I’ve been warning my colleagues about a senior vice president at our firm who’s a weasel. This guy (let’s call him Bill) was hired last year from a failed competitor. I don’t know what our CEO saw in Bill.
Anyway, Bill likes to pit people against each other. He loves malicious gossip. He’ll say to me, “You know, Ernie thinks you’re overbearing” while telling Ernie, “You know, Wes can’t stand to work with you.”
It’s up to Ernie and me to work through all this. And we do.
Last week, Bill confronted me in my office. With fake respect, he asked, “Is this a good time?”

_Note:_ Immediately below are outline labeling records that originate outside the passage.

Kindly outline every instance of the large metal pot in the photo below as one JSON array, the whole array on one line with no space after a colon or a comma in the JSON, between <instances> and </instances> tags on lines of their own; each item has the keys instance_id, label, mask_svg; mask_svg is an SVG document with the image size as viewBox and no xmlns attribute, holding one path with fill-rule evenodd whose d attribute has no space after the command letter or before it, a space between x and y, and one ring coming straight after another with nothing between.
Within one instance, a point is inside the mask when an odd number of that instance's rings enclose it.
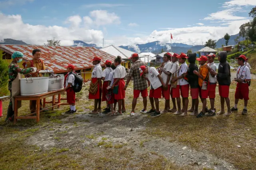
<instances>
[{"instance_id":1,"label":"large metal pot","mask_svg":"<svg viewBox=\"0 0 256 170\"><path fill-rule=\"evenodd\" d=\"M30 96L40 95L48 91L48 77L32 77L28 75L26 78L20 79L20 95Z\"/></svg>"},{"instance_id":2,"label":"large metal pot","mask_svg":"<svg viewBox=\"0 0 256 170\"><path fill-rule=\"evenodd\" d=\"M49 77L48 91L53 91L63 89L64 84L64 75L63 74L51 75Z\"/></svg>"}]
</instances>

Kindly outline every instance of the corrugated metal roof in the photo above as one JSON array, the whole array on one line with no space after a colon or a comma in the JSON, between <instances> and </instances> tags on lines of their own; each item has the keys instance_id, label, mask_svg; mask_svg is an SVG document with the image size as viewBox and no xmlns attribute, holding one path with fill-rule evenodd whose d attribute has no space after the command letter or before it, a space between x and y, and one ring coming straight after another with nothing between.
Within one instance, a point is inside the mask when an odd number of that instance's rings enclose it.
<instances>
[{"instance_id":1,"label":"corrugated metal roof","mask_svg":"<svg viewBox=\"0 0 256 170\"><path fill-rule=\"evenodd\" d=\"M115 57L119 55L121 56L122 59L127 59L130 57L132 54L134 53L134 52L132 52L131 51L112 45L101 48L100 49ZM144 56L139 54L139 57L144 57Z\"/></svg>"},{"instance_id":2,"label":"corrugated metal roof","mask_svg":"<svg viewBox=\"0 0 256 170\"><path fill-rule=\"evenodd\" d=\"M91 47L0 45L0 49L11 54L16 51L22 52L24 58L28 61L33 58L32 51L35 49L41 50L41 59L46 68L56 73L66 71L69 64L74 65L76 70L92 67L92 63L89 61L94 57L101 58L102 65L106 60L114 61L116 58Z\"/></svg>"},{"instance_id":3,"label":"corrugated metal roof","mask_svg":"<svg viewBox=\"0 0 256 170\"><path fill-rule=\"evenodd\" d=\"M209 47L205 47L204 48L202 48L200 50L196 52L217 52L217 51L210 48Z\"/></svg>"},{"instance_id":4,"label":"corrugated metal roof","mask_svg":"<svg viewBox=\"0 0 256 170\"><path fill-rule=\"evenodd\" d=\"M158 54L158 55L160 55L161 57L164 57L164 55L165 53L170 53L172 55L174 55L174 53L167 51L167 52L164 52L163 53L161 53Z\"/></svg>"}]
</instances>

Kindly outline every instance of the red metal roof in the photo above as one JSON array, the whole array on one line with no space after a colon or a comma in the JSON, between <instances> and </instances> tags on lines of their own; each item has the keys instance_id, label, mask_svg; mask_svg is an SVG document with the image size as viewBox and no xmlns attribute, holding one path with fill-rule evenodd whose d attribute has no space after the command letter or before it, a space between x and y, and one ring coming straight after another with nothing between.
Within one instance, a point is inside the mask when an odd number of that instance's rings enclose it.
<instances>
[{"instance_id":1,"label":"red metal roof","mask_svg":"<svg viewBox=\"0 0 256 170\"><path fill-rule=\"evenodd\" d=\"M102 59L102 65L106 60L114 61L116 58L94 47L0 45L0 49L10 54L16 51L22 52L24 58L28 61L33 58L32 51L35 49L41 50L41 59L46 67L55 73L64 72L69 64L74 65L76 70L91 67L93 65L90 61L94 57Z\"/></svg>"}]
</instances>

Just as I was about to wave him away, he plunged in. “I don’t mind if you don’t like me,” he said. “But must you be such a divisive force? Can’t you understand when you go around trashing me behind my back, it’s more a reflection of you than me?”
At that instant, I knew someone I trusted had betrayed me and told Bill that I called him a weasel (or something worse). But I didn’t feel like apologizing for pointing out Bill’s true colors.
“Whether I like you or not isn’t relevant,” I shot back. “You’ve turned people against each other. That’s not conducive to fostering trust and. And your actions have been counterproductive in other ways.”
Instead of asking for examples (which is what I expected), he seemed miffed that I didn’t apologize or at least admit to badmouthing him. He sighed and stormed out of my office while shaking his head in disgust.